The rhashtable documentation I wanted to read

April 13, 2018

This article was contributed by Neil Brown

The rhashtable data structure is a generic resizable hash-table implementation in the Linux kernel, which LWN first introduced as "relativistic hash tables" back in 2014. I thought at the time that it might be fun to make use of rhashtables, but didn't, until an opportunity arose through my work on the Lustre filesystem. Lustre is a cluster filesystem that is currently in drivers/staging while the code is revised to meet upstream requirements. One of those requirements is to avoid duplicating similar functionality where possible. As Lustre contains a resizable hash table, it really needs to be converted to use rhashtables instead — at last I have my opportunity.

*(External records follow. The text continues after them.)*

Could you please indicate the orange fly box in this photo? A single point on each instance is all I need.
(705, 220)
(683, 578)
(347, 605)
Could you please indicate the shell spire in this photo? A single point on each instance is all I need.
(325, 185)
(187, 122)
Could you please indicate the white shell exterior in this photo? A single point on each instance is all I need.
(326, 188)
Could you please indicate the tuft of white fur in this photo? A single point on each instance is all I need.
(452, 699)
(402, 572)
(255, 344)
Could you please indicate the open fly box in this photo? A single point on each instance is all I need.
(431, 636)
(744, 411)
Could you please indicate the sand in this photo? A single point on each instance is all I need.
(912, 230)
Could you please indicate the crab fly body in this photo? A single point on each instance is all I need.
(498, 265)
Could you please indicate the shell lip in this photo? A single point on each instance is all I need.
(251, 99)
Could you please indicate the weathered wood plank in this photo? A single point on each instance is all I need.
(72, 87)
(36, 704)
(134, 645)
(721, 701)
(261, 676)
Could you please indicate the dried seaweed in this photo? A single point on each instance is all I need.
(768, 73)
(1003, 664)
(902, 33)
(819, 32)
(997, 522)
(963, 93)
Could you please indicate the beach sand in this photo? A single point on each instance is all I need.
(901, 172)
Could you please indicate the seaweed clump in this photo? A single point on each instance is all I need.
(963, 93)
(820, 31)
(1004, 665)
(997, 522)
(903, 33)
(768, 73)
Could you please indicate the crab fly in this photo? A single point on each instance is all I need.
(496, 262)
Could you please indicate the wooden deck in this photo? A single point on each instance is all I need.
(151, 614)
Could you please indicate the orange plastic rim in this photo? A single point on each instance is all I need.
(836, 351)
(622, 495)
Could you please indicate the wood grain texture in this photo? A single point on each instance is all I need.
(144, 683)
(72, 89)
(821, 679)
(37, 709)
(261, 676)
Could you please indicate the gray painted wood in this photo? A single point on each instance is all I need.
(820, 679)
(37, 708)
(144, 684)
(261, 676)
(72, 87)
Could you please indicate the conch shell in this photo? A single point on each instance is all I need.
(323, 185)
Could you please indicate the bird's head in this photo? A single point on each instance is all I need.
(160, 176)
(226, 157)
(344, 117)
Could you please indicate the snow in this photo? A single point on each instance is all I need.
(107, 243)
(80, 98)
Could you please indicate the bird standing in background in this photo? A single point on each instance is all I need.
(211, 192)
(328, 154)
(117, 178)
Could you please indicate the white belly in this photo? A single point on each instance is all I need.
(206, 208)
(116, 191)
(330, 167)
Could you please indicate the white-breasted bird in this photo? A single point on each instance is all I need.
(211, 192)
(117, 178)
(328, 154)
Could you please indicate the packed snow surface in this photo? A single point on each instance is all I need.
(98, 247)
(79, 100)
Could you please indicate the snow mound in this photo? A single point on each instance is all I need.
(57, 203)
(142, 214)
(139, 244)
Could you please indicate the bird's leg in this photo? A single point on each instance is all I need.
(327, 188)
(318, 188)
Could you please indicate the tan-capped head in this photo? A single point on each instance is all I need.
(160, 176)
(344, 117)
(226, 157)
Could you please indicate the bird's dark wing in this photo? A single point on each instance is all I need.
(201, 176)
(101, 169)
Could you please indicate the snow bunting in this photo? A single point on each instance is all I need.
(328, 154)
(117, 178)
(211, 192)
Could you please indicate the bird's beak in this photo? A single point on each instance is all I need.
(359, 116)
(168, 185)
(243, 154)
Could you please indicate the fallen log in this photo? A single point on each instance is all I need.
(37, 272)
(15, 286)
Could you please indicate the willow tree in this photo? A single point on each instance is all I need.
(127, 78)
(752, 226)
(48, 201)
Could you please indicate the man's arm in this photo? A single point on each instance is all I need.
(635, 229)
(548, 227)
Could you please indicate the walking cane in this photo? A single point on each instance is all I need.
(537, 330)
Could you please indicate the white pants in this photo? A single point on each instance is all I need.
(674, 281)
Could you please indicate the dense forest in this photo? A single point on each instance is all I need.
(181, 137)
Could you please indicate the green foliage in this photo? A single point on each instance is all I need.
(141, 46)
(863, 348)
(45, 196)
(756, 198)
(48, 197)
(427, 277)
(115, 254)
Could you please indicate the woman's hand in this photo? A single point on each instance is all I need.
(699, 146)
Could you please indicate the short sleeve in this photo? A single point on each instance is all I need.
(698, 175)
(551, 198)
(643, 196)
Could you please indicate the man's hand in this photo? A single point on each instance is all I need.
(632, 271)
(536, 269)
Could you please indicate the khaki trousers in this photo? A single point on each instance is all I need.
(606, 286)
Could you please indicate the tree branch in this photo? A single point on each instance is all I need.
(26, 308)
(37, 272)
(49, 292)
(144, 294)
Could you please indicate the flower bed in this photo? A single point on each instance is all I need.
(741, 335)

It didn't take me long to discover that the rhashtable implementation in Linux 4.15 is quite different from the one that originally landed in Linux 3.17, so the original LWN introduction is now barely relevant. I also quickly discovered that the in-kernel documentation was partially wrong, far from complete, and didn't provide any sort of "getting started" guide. Nevertheless I persisted and eventually developed a fairly complete understanding of the code, which seems worth sharing. This article gives an introduction to the use of the rhashtable interfaces without getting into too many internal implementation details. A followup will explain how rhashtables work internally and show how some of the mechanism details leak though the interfaces.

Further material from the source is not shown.